Pasal 1 angka 5 UU Nomor 8 Tahun 1981 tentang Hukum Acara Pidana (KUHAP)
menyebutkan bahwa: ”Penyelidikan adalah serangkaian tindakan penyelidik untuk mencari
dan menemukan ada tidaknya suatu peristiwa yang diduga sebagai tindak pidana guna
ditindaklanjuti dengan penyidikan sesuai dengan ketentuan yang diatur dalam undang-undang
ini.” Jadi, langkah pertama Penyelidik adalah menentukan apakah laporan yang diadukan
kepada pihak Polisi mengenai ucapan-ucapan Ahok tersebut merupakan suatu tindak pidana
atau bukan.

Cara menentukan bagaimana?
1. Periksa Pelapor dan meminta barang bukti yang dimiliki pelapor;
2. Cari barang bukti pembanding: dalam hal ini video rekaman utuh pernyataan Ahok;
3. Periksa orang-orang yang mendengar langsung ucapan tersebut atau ikut kegiatan tersebut
untuk memastikan benar adanya kegiatan acara di Kepulauan Seribu dan benar adanya ucapan
Ahok sama dengan yang ada di video rekaman;
4. Penguraian kalimat dari sudut bahasa atas kalimat yang dilontarkan Ahok dengan 2 kunci
pertanyaan: Yang dilakukan Ahok itu apakah memusuhi orang atau memusuhi/menodai
Agama? Oleh sebab itu perlu diperiksa ahli tata bahasa Indonesia.

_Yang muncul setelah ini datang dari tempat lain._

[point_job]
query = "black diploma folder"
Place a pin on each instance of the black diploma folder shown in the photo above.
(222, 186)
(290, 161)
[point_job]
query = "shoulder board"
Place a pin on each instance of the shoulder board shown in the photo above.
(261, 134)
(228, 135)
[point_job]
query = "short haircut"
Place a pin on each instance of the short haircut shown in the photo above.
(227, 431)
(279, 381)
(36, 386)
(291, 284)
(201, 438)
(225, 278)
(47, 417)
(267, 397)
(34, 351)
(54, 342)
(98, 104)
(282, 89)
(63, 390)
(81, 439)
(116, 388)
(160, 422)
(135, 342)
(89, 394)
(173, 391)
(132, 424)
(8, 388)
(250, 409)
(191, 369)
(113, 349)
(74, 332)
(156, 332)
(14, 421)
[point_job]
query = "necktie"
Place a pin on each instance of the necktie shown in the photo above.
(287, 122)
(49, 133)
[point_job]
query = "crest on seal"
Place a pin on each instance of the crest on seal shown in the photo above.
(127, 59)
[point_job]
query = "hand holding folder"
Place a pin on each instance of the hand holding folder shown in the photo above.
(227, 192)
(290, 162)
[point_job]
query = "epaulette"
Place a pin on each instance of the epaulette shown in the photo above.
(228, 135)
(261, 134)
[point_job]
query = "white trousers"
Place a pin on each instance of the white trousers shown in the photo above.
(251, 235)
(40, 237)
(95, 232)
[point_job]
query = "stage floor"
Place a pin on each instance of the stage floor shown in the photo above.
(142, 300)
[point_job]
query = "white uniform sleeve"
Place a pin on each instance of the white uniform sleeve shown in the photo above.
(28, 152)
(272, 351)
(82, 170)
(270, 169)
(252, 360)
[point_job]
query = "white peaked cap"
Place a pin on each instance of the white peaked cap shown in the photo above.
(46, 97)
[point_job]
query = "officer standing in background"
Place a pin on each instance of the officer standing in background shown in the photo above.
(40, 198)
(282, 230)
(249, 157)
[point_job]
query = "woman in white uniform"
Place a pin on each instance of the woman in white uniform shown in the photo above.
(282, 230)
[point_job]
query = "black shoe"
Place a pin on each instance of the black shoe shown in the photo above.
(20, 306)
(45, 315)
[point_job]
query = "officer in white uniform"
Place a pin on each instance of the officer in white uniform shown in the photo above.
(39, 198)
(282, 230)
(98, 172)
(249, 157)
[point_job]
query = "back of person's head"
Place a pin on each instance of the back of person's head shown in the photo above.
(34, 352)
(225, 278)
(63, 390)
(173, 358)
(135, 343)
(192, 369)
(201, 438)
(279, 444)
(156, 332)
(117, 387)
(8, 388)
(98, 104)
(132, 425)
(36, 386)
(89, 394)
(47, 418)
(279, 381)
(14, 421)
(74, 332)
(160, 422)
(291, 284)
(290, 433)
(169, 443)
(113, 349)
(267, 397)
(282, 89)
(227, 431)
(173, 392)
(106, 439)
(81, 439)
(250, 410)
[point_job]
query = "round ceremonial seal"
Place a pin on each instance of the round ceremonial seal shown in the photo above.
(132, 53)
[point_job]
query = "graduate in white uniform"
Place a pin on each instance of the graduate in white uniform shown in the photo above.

5. Jika kemudian, dianggap konstruksi kalimatnya justru memusuhi orang atau kelompok
orang, maka penggunaan Pasal 156a KUHP ini tidak memenuhi unsur atau dengan kata lain
kasus ditutup karena tidak ditemukan peristiwa pidana pada Pasal 156a KUHP. Akan tetapi
jika kesimpulannya Ahok dianggap memusuhi/menodai Agama, maka perlu dibuktikan unsur
kesengajaan dan kemurnian agamanya.
6. Untuk membuktikan kesengajaan, maka perlu ditelusuri konteks kegiatan tersebut dan
mencari tau apakah ucapan tersebut memang dihendaki dan diketahui Ahok untuk melakukan
atau mengeluarkan perasaan untuk permusuhan agama atau penodaan agama.
7. Untuk membuktikan unsur pemurnian agama, maka perlu dipanggil tokoh atau pemuka
agama Islam, yang dapat berasal dari Majelis Ulama Indonesia, NU, Muhammadiyah, dan lainlain tergantung kebutuhan Penyelidik. Pihak Terlapor dan Pelapor juga berhak untuk
mengajukan ahli masing-masing.

8. Minta keterangan Ahli Pidana mengenai materi hukum pidananya.

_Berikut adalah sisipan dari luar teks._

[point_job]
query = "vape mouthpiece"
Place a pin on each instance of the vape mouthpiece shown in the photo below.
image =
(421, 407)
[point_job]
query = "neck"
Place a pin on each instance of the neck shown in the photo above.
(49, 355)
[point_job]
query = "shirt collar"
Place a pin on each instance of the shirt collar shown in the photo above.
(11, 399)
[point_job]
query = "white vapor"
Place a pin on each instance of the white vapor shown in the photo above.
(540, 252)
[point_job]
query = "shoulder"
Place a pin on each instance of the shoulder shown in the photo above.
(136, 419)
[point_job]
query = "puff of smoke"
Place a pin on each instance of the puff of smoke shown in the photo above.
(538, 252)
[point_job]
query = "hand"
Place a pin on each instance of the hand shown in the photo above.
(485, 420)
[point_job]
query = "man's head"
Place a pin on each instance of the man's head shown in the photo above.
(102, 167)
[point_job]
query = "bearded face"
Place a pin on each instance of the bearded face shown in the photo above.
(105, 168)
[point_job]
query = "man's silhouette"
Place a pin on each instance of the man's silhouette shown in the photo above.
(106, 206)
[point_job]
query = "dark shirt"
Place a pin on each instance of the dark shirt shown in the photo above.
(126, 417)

9. Pelajari kasus-kasus yang pernah menggunakan Pasal 156a KUHP.
10. Penyelidik mengambil kesimpulan apakah ada peristiwa tindak pidana penistaan agama
atau tidak. Jika tidak, maka kasus ditutup. Jika ada maka Ahok dijadikan Tersangka.
Adapun mengenai kasus-kasus lain yg menggunakan Pasal 156a KUHP hanya sekedar
dijadikan referensi penanganan perkara yang bersifat tidak mengikat. Sebagaimana dipahami
bersama, tipologi setiap kasus berbeda dan Indonesia juga tidak menganut sistem common law.
Di Indonesia, hakimnya punya "ego" untuk menafsirkan sebuah perkara, karena memang
haknya dijamin UU Kekuasaan Kehakiman.
Catatan saya adalah mengenai penggunaan Pasal 156a KUHP ini memang termasuk Pasal yang
penggunaannya subyektif dan bisa “memakan” siapa saja yang berbeda dalam menafsirkan
agama yg kebenarannya sudah diakui tokoh agama maupun umatnya, sehingga kalau ada
tafsiran lain maka bisa jadi dianggap menodai tapi jangan lupa unsur kesengajaan juga salah
elemen unsur yg tidak bisa diabaikan.
Apakah Ahok terbukti melakukan tindak pidana? dari uraian tulisan ini anda bisa simpulkan
sendiri hasilnya.
Demikian pemikiran saya dari aspek hukum. Mohon maaf untuk semua kesalahan.